Even when you are parked in the shade with the windows cracked, this can still happen. Pets left in vehicles can suffer heat stroke and death in a short period of time. Never leave your pet alone in the car.
Here are some other pet safety tips to remember in warm summer weather:
- On hot days exercise your pets in early morning or evening hours when temperatures are cooler.
- Pets may become dehydrated quickly on hot days. Provide plenty of water and a shady place for pets to rest. Keep pets indoors when it is extremely hot. Some symptoms of overheating in pets can include excessive panting, increased heart and respiratory rate, drooling and weakness. Animals that have flat faces, like Pugs and Persian cats, are more susceptible to heat stroke. Pets that are elderly, overweight or with heart or lung diseases should be kept in an air-conditioned environment as much as possible.
- Sand and asphalt can get very hot and cause serious burns to your pet’s sensitive paws. Keep walks to a minimum when the temperature is high. If it feels hot to the touch, it is too hot for your dog to walk on. Or use the five-second rule: Place the back of your hand on the pavement. If you cannot hold it for five seconds, it’s too hot to walk your dog.
- Pets can get sunburns too! Dogs with light colored fur, very short fur or light colored noses are particularly vulnerable. Consider using a pet-safe sunscreen (found in pet stores) on their noses and ear tips. Do not apply sunscreen or insect repellent to your pet unless it is specifically labeled to be safe for animals. Ingestion of sunscreen products or chemicals in repellents can cause gastric distress, lethargy or neurological problems if exposed to DEET.
- Do not leave pets unsupervised around pools or bodies of water. Not all dogs are good swimmers. Rinse dogs after swimming and make sure they do not drink from chlorinated pools.
- Consider leaving your pet at home when going to a crowded place or party. Food and drinks offered to pets by guests as a treat could cause gastric distress. Remember to avoid feeding your pets any alcohol, chocolate, raisins, grapes, onions and any product containing xylitol. All of these can be toxic to your pet.
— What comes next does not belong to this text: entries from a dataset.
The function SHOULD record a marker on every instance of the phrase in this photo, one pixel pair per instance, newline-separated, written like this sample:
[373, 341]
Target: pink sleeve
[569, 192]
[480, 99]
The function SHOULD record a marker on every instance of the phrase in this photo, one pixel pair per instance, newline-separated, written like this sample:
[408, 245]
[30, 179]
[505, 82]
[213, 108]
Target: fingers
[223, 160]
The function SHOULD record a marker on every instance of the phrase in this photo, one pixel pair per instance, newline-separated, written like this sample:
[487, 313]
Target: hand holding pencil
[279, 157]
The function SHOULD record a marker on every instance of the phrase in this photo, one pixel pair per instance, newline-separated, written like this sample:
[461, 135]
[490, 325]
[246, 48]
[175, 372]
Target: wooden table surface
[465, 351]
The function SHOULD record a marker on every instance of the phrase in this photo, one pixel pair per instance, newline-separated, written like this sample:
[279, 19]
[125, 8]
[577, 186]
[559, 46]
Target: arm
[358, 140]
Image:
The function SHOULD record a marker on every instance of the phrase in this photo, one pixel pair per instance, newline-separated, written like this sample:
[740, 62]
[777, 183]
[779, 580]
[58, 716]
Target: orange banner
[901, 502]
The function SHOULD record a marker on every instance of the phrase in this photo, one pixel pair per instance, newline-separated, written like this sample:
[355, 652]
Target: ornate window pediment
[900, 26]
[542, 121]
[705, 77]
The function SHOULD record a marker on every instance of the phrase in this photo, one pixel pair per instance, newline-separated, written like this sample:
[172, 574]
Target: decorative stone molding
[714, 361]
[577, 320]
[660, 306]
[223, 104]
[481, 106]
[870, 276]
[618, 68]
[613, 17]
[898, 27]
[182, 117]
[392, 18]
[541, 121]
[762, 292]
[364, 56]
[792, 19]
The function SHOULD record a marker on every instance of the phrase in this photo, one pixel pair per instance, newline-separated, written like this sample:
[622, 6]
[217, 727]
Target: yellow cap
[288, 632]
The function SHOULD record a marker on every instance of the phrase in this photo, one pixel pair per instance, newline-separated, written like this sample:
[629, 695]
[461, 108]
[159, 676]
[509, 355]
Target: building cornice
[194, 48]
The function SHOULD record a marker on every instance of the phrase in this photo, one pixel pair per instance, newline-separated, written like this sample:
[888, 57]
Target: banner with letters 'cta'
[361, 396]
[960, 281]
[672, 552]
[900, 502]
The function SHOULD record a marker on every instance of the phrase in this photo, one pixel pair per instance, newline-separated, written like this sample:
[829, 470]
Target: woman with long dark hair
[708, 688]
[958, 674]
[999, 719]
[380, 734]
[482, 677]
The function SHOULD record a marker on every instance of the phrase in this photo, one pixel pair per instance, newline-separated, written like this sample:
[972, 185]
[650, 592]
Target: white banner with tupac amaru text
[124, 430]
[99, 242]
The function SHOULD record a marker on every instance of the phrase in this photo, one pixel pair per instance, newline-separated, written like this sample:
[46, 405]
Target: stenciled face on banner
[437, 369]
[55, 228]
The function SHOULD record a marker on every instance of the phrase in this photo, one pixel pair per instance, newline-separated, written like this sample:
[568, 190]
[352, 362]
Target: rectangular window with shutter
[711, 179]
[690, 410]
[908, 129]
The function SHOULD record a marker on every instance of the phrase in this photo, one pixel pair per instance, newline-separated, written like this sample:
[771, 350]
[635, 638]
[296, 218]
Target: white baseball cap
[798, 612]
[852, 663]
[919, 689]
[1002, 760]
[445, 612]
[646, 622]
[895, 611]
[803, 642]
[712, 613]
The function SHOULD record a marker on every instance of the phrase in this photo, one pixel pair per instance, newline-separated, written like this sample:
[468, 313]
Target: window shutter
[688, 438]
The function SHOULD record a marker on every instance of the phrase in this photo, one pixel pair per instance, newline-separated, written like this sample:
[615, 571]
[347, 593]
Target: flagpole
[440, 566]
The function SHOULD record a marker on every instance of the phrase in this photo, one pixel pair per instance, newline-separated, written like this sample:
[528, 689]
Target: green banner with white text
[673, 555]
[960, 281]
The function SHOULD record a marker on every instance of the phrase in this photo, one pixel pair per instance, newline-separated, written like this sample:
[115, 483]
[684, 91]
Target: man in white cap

- Make sure unscreened windows and doors on upper floors remain closed, and that all adjustable screens are tightly secured. This can prevent injury from falls.
Photo by James Morgan
- Do not shave your pet! Your pets’ fur coat acts as insulation and can provide them with heat relief. Dogs’ coats have several layers, and these layers are essential to your dog’s comfort in the heat. This is true for cats as well. Their fur also protects their skin from burning and helps protect against skin cancer.
- If you take your dog boating, make sure they have a well-fitted canine life vest.
With a few precautions like these, you can help keep your pet safe while still enjoying the summer weather!